Genya (Daisy Head) undergoes her own accessory transformation when she has to wear an eye patch after the nichevo’ya scar her as well. She attends Nikolai’s coronation as one of Alina’s escorts.

“As Genya had been brutalized by Kirgan’s shadow creatures and made to feel so ugly after her main role of beautifying the queen for so long, it was very important to follow through with the sentiment of David (Luke Pasqualino) which speaks to the beauty inside not the exterior image,” Partridge said. “Therefore it was important to have Genya embrace the scars she bore and not hide within them allowing her to shine in her place as one of Alina’s escorts to the coronation despite the attempts of Kirigan to punish her so cruelly.”

Showrunner Eric Heisserer credits Leigh Bardugo’s books and world-building with the foundation for diversifying the story on screen in the Netflix YA television adaptation.

Showrunners Eric Heisserer and Daegan Fryklind hired consultants for the fantasy countries of Novyi Zem and Shu Han, both of which become part of the show’s background fabric both in specific scenes as well as identity aspects of certain characters. History lessons played a large role in the continued world-building as did guest speakers to flesh out certain characters. Twin brother and sister Tamar Kir-Bataar (Anna Leong Brophy) and Tolya Yul-Bataar(Lewis Tan) hail from Shu Han, which also happens to be part of Sun Summoner Alina’s (Jessie Mei Li) ethnic background. 

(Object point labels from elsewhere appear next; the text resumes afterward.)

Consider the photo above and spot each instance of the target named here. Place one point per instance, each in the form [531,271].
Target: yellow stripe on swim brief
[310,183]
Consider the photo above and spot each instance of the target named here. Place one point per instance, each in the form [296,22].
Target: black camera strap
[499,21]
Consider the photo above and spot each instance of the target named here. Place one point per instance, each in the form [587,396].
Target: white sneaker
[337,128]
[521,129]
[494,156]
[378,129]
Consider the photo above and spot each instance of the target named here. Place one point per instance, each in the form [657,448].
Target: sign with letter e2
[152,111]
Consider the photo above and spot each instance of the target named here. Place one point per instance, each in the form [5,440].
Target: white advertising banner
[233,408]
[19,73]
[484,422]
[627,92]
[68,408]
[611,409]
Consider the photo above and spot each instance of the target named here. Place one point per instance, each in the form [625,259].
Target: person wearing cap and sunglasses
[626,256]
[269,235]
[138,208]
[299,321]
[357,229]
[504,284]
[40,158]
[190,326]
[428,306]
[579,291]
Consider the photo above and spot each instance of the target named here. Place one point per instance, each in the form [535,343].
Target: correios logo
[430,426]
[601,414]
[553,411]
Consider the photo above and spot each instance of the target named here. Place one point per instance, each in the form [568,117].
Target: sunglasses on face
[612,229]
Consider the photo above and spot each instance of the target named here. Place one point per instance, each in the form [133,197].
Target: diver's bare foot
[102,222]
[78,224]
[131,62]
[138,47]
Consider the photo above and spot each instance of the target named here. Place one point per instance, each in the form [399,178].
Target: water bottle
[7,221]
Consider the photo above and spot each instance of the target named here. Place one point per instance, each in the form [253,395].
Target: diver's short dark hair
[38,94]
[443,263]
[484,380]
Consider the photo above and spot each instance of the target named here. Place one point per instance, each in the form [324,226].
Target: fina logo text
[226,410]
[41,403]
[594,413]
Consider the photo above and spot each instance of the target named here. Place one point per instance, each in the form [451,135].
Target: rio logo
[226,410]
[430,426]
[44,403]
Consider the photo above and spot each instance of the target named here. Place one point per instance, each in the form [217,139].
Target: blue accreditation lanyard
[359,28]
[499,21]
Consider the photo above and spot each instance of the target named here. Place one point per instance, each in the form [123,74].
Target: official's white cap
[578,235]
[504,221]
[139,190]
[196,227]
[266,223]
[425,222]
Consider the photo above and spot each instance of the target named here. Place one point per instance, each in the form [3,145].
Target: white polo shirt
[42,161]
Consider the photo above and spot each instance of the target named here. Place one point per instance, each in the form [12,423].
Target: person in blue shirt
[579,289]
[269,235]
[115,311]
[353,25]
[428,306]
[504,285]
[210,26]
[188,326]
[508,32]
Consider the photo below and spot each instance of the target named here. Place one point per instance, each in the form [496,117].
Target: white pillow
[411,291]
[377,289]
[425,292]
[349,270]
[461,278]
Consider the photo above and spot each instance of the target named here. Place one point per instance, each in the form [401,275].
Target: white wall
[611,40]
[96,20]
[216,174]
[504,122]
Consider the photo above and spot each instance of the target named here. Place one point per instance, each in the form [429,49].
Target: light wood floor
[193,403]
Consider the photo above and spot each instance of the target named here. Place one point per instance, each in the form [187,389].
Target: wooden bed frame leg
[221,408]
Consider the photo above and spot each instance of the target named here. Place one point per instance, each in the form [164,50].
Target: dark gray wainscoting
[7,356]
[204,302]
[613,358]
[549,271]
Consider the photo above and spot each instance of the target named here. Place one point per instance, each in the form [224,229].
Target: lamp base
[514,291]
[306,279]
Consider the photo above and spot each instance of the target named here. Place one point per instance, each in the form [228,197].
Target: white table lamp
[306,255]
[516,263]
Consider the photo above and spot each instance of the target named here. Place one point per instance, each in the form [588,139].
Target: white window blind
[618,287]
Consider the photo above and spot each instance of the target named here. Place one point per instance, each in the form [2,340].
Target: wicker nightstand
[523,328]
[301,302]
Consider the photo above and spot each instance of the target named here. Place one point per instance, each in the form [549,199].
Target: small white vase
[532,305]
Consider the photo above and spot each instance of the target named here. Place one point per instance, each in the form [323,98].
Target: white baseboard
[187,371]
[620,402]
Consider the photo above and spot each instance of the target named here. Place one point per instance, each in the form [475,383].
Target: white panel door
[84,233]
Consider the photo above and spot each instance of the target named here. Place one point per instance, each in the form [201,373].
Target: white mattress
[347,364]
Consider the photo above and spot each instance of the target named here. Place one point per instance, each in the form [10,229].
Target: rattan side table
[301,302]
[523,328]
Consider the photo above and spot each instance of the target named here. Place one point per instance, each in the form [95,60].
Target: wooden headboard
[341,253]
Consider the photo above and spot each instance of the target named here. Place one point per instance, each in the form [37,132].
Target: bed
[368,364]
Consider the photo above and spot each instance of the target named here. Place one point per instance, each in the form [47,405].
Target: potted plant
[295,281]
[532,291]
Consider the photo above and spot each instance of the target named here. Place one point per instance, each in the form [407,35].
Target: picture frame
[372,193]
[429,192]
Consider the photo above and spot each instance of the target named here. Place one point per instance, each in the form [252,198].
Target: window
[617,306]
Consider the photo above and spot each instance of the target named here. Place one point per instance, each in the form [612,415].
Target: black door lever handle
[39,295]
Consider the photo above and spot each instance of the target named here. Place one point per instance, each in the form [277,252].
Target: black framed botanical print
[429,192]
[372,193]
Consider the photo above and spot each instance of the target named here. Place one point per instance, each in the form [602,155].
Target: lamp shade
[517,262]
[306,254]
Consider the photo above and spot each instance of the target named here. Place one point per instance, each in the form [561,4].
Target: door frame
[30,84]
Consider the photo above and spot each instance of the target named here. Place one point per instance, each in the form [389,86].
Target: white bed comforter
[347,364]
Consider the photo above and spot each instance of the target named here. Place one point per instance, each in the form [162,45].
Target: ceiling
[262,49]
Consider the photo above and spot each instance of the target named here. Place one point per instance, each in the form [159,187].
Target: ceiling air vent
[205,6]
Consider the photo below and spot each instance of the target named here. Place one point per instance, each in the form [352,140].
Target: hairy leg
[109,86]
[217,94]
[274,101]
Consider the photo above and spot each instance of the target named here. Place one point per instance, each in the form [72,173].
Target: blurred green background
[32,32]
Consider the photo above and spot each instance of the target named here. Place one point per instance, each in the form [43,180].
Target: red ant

“Historical and cultural consultant Kimberly Harui, with her education on the history and culture of East Asia in particular, got very familiar with the books and then she got very familiar with the show and then talked about the influences there and how we can build something based on those influences that is also still historically authentic to the mid 1800s hat was already sort of established in season one,” Heisserer said. 

Leong-Brophy and Lewis Tan told TheWrap that they relate to their characters since they both are of mixed race. In the story, Shu Han people face racial discrimination because of tensions with Ravka. 

“[Harui] taught us about how some of the clothing mentioned is Mongolian inspired which makes sense because there’s a lot of mountain regions there, and how some of the architecture is this way and then how some of the names are coded in different parts, not necessarily China, but this is all stuff that we got to learn,” Heisserer added. “Then she approved the scripts and then we had a larger Chinese and one Japanese American creative review team to help navigate that space for us and talk to us about things and make changes as needed.”

“Antoinette Messam was our costume designer guest for Novyi Zem, who came and worked with Wendy Partridge, she came from the ‘Harder They Fall’ and she brought a team and we flew in a head wrap expert to do really cool Zemini designs.”

Novyi Zem also doesn’t restrict its Grisha to one talent, instead calling them “zowa,” or blessed, regardless of their specific powers. The Zemeni don’t label Grisha in the order that Ravka does. 

“Zemeni, interestingly enough, don’t have any subgenre of Grisha. There are no orders to them. There’s a prophetic element to that, you get into the later books, you discover that a Grisha who trains enough can discover that just about every power exists within them,” Heisserer said. “I think it’s a testament to the characters when you realize people are good at more than one thing. If you’re Grisha guess what, you don’t have to be pigeonholed into one power set or the other. We liked that with the Zemini. We made it sure that was brought in in the first episode and then later on, touched a little bit on with the Jesper.”

“Shadow and Bone” Seasons 1 and 2 are now streaming on Netflix.